Some writers are like you; they take their time, think about what they want to say, then they say it. Others tend to be burst writers, where a few thousand words appear in the editor under an hour.

My experience as a TA in university is that a lot people who are otherwise perfectly competent communicators are poor writers simply because they're afraid to commit words to paper. They overthink how they want to convey their ideas or aren't sure how to logically arrange it and spend more time mentally planning and never committing something. It's probably why there's so much dread with paper writing even at the University level, especially given that many courses even within the sciences put a lot of weight on the reports as opposed to the work done. (This, admittedly, comes second hand from observing my roommates and g/f deal with Biology, Chemistry, and Physics papers and getting frustrated because of how heavily weighted the papers were on the class rubric)

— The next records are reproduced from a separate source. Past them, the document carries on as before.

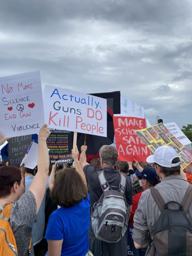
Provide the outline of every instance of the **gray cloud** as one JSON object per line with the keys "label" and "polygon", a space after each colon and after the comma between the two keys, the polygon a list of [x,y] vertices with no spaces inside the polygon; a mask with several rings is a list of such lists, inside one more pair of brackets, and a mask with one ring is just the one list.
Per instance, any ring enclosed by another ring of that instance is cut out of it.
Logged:
{"label": "gray cloud", "polygon": [[155,116],[191,123],[189,0],[3,0],[0,76],[40,70],[45,84],[121,90]]}

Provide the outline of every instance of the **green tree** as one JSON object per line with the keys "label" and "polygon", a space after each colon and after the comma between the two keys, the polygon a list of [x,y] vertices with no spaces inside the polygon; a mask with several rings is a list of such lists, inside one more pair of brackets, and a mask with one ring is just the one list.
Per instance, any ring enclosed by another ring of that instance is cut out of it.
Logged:
{"label": "green tree", "polygon": [[181,131],[190,141],[192,141],[192,124],[183,126]]}

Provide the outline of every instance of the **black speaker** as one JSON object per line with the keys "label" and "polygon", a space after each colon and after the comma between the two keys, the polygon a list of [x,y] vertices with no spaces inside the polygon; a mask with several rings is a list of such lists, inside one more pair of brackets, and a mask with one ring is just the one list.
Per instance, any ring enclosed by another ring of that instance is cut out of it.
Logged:
{"label": "black speaker", "polygon": [[157,120],[157,123],[163,123],[163,119],[158,119]]}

The advantage to something like this, if you can muster up the courage to just write, is that it gets you used to just being fine with whatever you put out. It's not necessarily about quality as much as it is quantity and getting you used to putting out bad work and not letting that fear be crippling. I had exercises like this in High School where we were given journals and 50 minutes to respond to a long prompt on the given book we had read. They were difficult exercises, but well worth the effort.